The original article was a retrospective cohort study, based on all adult patients with culture-proven pulmonary TB at Columbia University Medical Center between 1990 and 1999. Clustered cases (two or more cases with same strain by restriction fragment length polymorphism or RFLP analysis) were assumed to be due to recent transmission, indicating primary TB; unique cases (unique strains) were considered to represent reactivation of latent disease or secondary TB. Upper lobe infiltrates or cavitary lesions in the upper lobe were considered to constitute a typical film; otherwise, results were deemed atypical.

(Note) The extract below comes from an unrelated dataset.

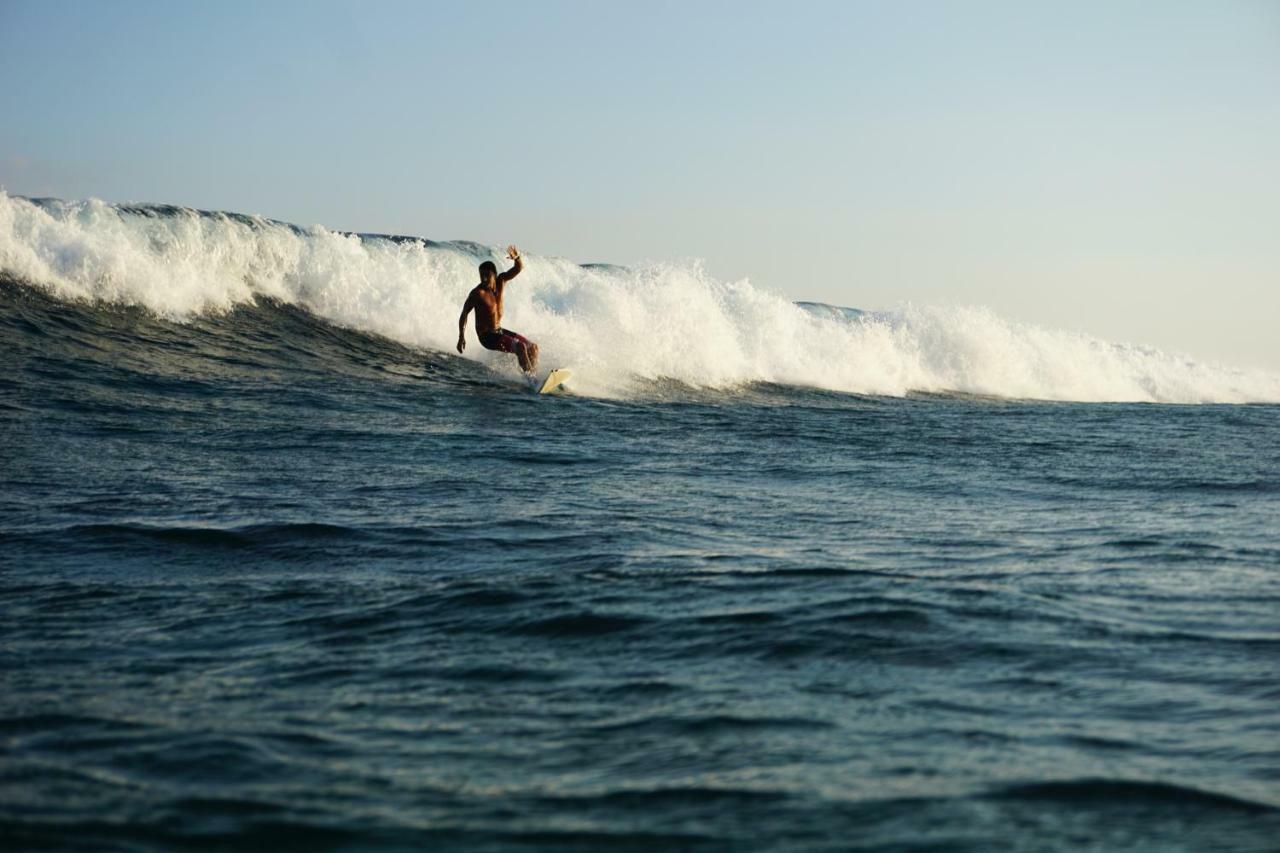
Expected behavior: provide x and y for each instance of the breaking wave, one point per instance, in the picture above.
(618, 327)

Lorber [1] concludes that the accepted teaching is wrong: the host immune status, not time from acquisition of infection to clinical disease, predicts the x-ray appearance of TB. We have several concerns about this conclusion, based upon the population studied and the methods used:

1. By including only adult patients with culture-proven pulmonary TB, the study's authors automatically excluded those with negative cultures, who could have had different radiographic features. Furthermore, since masking of x-ray reviewers was not reported, reading bias could have been introduced by knowing that all patients had positive cultures.

2. It is quite possible that some patients went to another hospital, making some strains falsely appear to be unique instead of being part of a cluster. Also, since around 80% of TB cases appear within 2 years of infection, some clusters may have initially resulted from reactivations, with all cases ultimately secondary to the same index case.

3. Given that New York is a very active point of migration and transit, it is possible that the index case was no longer living in New York when the reactivation cases became symptomatic, further confusing the definition of primary or secondary TB.

4. The inclusion of a population with an HIV prevalence of over 50% may itself introduce an important bias in the study. The authors imply that immunodeficiency resulting from HIV or other conditions is the most important determinant of chest radiograph appearance, but this hypothesis has not been tested in HIV-negative populations.

Additional studies on an immunocompetent population should be performed before the traditional understanding of radiographic appearance and time since infection can be rejected categorically.

Sincerely,

Julio A. Leey, MD Senior Resident in Internal Medicine University of Louisville

W. Paul McKinney, MD Professor of Medicine University of Louisville

References:

1.Lorber B. Update in infectious diseases. Ann Intern Med 2006;144:354-360.

2.Geng E, Kreiswirth B, Burzynski J, Schluger NW. Clinical and radiographic correlates of primary and reactivation tuberculosis: a molecular epidemiology study. JAMA 2005;293:2740-2745.